Fields v. Dinwiddie County Dept.

Decision Date21 June 2005
Docket NumberRecord No. 1716-04-2.
Citation46 Va. App. 1,614 S.E.2d 656
CourtVirginia Supreme Court
PartiesEarline V. FIELDS v. DINWIDDIE COUNTY DEPARTMENT OF SOCIAL SERVICES.

George F. Marable, III, Richmond, for appellant.

Linwood T. Wells, III, Guardian ad litem for appellant.

James H. Ritchie, Jr., for appellee.

Adrienne George-Eliades (The Eliades Law Firm, P.L.L.C., on brief), Guardian ad litem for the minor child.

Present: FRANK, KELSEY, JJ., and OVERTON, Sr.J.

OVERTON, Judge.

On August 2, 2004, the trial court entered an order terminating the residual parental rights of Earline V. Fields to her two-year-old son, T.R., pursuant to Code § 16.1-283(C)(2) and 16.1-283(E)(i). On appeal, Fields contends the evidence was insufficient to support the termination pursuant to Code § 16.1-283(C)(2). Fields further argues the trial court erred in admitting hearsay evidence in the form of letters written by mental health care providers John Fretheim and Dr. N.A. Emiliani. Finding no reversible error, we affirm the decision of the trial court.

BACKGROUND

We view the evidence in the light most favorable to the prevailing party below and grant to it all reasonable inferences fairly deducible therefrom. See Logan v. Fairfax County Dep't of Human Dev., 13 Va.App. 123, 128, 409 S.E.2d 460, 462 (1991).

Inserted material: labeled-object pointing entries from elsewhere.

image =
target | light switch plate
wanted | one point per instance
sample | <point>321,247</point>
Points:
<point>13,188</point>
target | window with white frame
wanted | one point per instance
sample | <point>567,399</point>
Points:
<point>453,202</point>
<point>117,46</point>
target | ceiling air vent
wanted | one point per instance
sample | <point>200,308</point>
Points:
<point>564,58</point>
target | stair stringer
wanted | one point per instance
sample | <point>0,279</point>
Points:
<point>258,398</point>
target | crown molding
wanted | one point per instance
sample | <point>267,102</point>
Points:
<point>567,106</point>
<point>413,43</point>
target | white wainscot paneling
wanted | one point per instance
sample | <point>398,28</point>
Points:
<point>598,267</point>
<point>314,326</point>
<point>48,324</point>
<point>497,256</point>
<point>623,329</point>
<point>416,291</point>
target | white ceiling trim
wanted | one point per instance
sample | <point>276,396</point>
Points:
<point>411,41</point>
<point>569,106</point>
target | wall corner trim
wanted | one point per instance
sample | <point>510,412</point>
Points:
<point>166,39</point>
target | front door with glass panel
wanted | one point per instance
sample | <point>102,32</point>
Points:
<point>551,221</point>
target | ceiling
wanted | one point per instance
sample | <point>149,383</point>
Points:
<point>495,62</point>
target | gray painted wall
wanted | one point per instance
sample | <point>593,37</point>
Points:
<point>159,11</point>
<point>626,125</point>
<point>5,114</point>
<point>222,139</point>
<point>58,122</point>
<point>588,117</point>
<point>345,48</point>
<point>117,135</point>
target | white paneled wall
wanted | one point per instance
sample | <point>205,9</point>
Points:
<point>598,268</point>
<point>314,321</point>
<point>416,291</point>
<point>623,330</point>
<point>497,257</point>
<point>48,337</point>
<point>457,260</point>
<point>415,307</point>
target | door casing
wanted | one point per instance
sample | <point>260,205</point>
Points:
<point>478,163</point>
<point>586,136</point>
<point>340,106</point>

Two weeks before T.R.'s birth on July 15, 2002, Doretha Townes, a social worker with the Dinwiddie County Department of Social Services (DCDSS), was contacted by the staff of a local hospital regarding Fields. Townes went to the hospital and met Fields, who initially stated she did not know she was pregnant. Fields subsequently related her belief she had become pregnant from a tomato seed she had eaten in a can of spaghetti. Fields had been diagnosed with schizophrenia. At the time, Fields was living alone in a condemned house with no running water and only one working electrical outlet.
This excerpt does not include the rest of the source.